Lebanon finally began to do some exploration at the beginning of 2017 but progress following a lacklustre licensing round has been hampered by several setbacks, including the resignation of Lebanon’s Prime Minister and a new law from Israel that means it can unilaterally impose sovereignty over disputed territory at maritime borders (Israel and Lebanon have overlapping exclusive economic zones). Israel has amicably demarcated its maritime border with Cyprus, but the border with Lebanon remains in dispute.
Both Israel and Cyprus will be keen to export their newfound gas, as domestic need in both countries is relatively small. Jordan has allocated an initial US$2 million for a joint pipeline project with Israel in order to import gas from Leviathan; effectively buying in to the local gas boom.
The ambition of Israel and Cyprus to become big time exporters hinges on either the successful implementation of a large diameter pipeline such as the EastMed pipeline, or on utilising Egypt as an energy hub for the region, either by existing pipelines, through a new subsea pipeline or by conversion into LNG in Egypt.
Anyone watching season two of Netflix’s The Crown will have been reminded about the Suez Crisis in 1956. Egypt’s Colonel Gamal Abdel Nasser and his soldiers seized control of the canal, which had historically been under the control of the British army.
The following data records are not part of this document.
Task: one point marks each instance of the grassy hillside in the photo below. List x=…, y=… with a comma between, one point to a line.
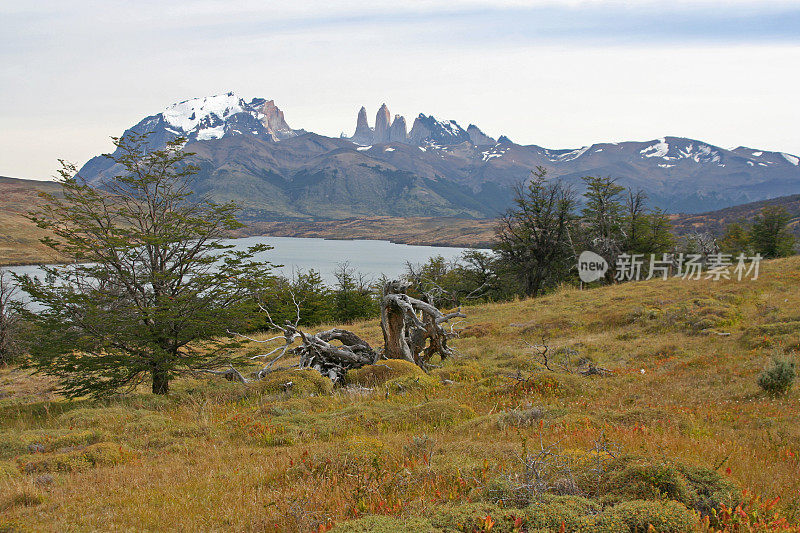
x=19, y=237
x=717, y=221
x=678, y=425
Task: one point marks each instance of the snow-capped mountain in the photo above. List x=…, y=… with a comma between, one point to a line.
x=214, y=117
x=248, y=153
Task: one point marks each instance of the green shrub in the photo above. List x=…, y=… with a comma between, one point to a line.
x=712, y=490
x=638, y=516
x=8, y=470
x=778, y=377
x=476, y=517
x=651, y=482
x=551, y=511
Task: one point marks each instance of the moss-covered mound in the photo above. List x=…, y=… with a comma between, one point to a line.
x=378, y=374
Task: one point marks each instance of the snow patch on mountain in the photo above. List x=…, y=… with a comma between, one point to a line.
x=792, y=159
x=495, y=151
x=571, y=156
x=203, y=112
x=660, y=149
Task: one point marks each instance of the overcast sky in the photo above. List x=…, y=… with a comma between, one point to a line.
x=560, y=74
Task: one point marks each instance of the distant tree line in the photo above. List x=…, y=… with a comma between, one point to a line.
x=155, y=291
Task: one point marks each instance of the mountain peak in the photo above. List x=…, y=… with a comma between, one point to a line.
x=213, y=117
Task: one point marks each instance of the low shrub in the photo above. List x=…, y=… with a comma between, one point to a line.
x=8, y=470
x=477, y=517
x=644, y=515
x=778, y=377
x=384, y=524
x=552, y=511
x=651, y=482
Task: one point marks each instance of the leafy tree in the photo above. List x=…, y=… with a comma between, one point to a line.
x=603, y=211
x=353, y=298
x=153, y=288
x=770, y=235
x=533, y=238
Israeli troops (in conspiracy with, and alongside, those of Britain and France) attacked in retaliation but were swiftly rebuked by US President Eisenhower, who threatened economic sanctions if the trio of forces didn’t pull back. This proved a crushing humiliation for British Prime Minister Anthony Eden, who resigned. The episode showed the importance of the canal to the various nations it served, directly or indirectly. Today, it remains a key (if somewhat vulnerable) trade route for oil and gas. Egypt’s LNG facilities at Idku and Damietta are served by the canal, and a new LNG wharf is being built on the Gulf of Suez. If Zohr production means that Eygpt achieves gas self-sufficiency, the nation will have gone from an exporter of gas, to importer and back again in less than 10 years. Such is the power of the mighty Levantine Basin.